Gov. Tom Corbett said Wednesday he has agreed to release $45 million for the Philadelphia schools that his administration had held up as the state's largest school district goes through its worst financial crisis in memory and questions swirl about a girl's apparently asthma-related death after attending a school without a nurse on site.
Corbett made the announcement at an unrelated news conference in his Capitol offices. He did not take questions afterward. However, he said his decision came a day after a letter from the Philadelphia school superintendent, William Hite, convinced him that district officials had made enough progress toward the governor's educational and financial goals for improvements in the 134,000-student district.
A spokesman for Corbett said the release of the money and the girl's death were not connected.
Maybe, and then again, maybe not. After Laporshia Massey died of an asthma attack, concerned parents signed petitions demanding those funds be released. In the face of mounting public pressure, releasing those funds seems like the least Corbett can do.
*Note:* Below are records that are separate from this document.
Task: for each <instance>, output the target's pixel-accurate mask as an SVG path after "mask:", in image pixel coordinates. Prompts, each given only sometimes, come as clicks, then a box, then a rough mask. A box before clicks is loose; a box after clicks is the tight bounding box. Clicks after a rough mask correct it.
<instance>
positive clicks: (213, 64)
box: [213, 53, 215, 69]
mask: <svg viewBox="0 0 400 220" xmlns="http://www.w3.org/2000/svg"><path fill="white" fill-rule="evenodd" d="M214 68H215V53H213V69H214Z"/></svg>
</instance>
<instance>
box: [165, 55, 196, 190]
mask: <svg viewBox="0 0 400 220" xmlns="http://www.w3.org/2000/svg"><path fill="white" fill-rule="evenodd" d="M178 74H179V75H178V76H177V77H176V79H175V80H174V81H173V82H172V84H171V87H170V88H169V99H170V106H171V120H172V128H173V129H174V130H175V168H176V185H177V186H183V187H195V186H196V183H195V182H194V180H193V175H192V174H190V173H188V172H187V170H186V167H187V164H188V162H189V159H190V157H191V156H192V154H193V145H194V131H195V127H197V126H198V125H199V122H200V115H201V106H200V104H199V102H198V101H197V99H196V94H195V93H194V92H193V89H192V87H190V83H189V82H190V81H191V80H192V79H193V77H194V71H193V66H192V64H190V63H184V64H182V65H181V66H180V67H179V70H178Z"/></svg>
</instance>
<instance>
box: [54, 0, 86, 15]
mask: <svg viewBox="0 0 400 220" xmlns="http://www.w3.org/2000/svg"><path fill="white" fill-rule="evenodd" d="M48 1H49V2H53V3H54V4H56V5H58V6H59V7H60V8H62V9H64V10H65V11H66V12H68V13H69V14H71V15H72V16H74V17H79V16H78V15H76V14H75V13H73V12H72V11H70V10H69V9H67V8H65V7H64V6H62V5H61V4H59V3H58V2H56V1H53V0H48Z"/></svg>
AFT President Randi Weingarten applauds:
"The $45 million of federal funding that Gov. Corbett finally released today—albeit much too late—is an important step for Philadelphia's public school children. The money can provide immediate relief to a resource-starved school district. It can bring back nurses, counselors, safety officers, secretaries and, of course, some teachers that Philadelphia schools need to be safe and healthy and provide educational opportunities for all children.
"Let me be clear: There should never have been a delay in the release of these funds. But thanks to the united voices of thousands of parents, students, teachers and community activists from Philadelphia and across the country, Gov. Corbett has finally done the right thing."
"But still, this is just one step. We cannot and will not rest until public schools in Philadelphia are fully and fairly funded. And we will continue to unite with parents, students and community activists to reclaim the promise of public education in Philadelphia."
That's the thing. Release of these funds didn't come without a price, and the price was to remove seniority as a factor for deciding which teachers and support staff can be cut from schools:
Under the old rules, dictated by the district’s contract with the Philadelphia Federation of Teachers, principals who would have to downsize staff would have to do it strictly on the basis of seniority. Under Hite’s directive, they do not have to use seniority as the sole determining factor.
The “leveling” occurs because some schools end up with fewer students than originally expected, while others end up with more.
Hite and the School Reform Commission have argued that they have the right to impose new work rules without approval of the PFT because of powers granted to them under Act 46, the law that allowed the state to takeover operations of the district. The PFT’s old contract with the district expired August 31.
It's a small thing, and certainly the release of funds is significant. But in typical Republican fashion, they had to take their pound of flesh in order to do the right thing for schools and students.